I no losing a pet is hard my condolences are with u R.I.P oscar u little dude


----------



## catzndogz (Mar 12, 2008)

so sorry to hear of your loss RIP OSCAR


----------



## Smudgeypants (Mar 21, 2008)

sorry for your loss, my heart goes out to you,,,,,,,,,,R.I.P


----------



## Guest (Apr 25, 2008)

Thinking of you and your little one and sending you big hugs


----------



## CANDY (Apr 13, 2008)

to all of you for your kind words,got upset earlier,as oscars little friend davie is looking so lonely. he is just sitting there in the corner of his cage.


----------



## sskmick (Feb 4, 2008)

I am really sorry to hear of your loss.

My thoughts are with you at this difficult time.

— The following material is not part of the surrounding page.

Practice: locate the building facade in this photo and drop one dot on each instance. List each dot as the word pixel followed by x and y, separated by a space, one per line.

All I can say is time is a great healer.

Sue


----------



## Siamese Kelly (Jan 6, 2008)

Sorry for your loss Candi and i'm sure Oscar will keep Davie company when he needs it most


----------



## Debbie (Nov 10, 2007)

RIP Sweet one


----------



## bordercolliepup (Jan 9, 2008)

Rip My Little Sweet Xx


----------



## yus99 (Apr 25, 2008)

sorry for your loss


----------



## jeanie (Nov 11, 2007)

So sorry RIP little one.


----------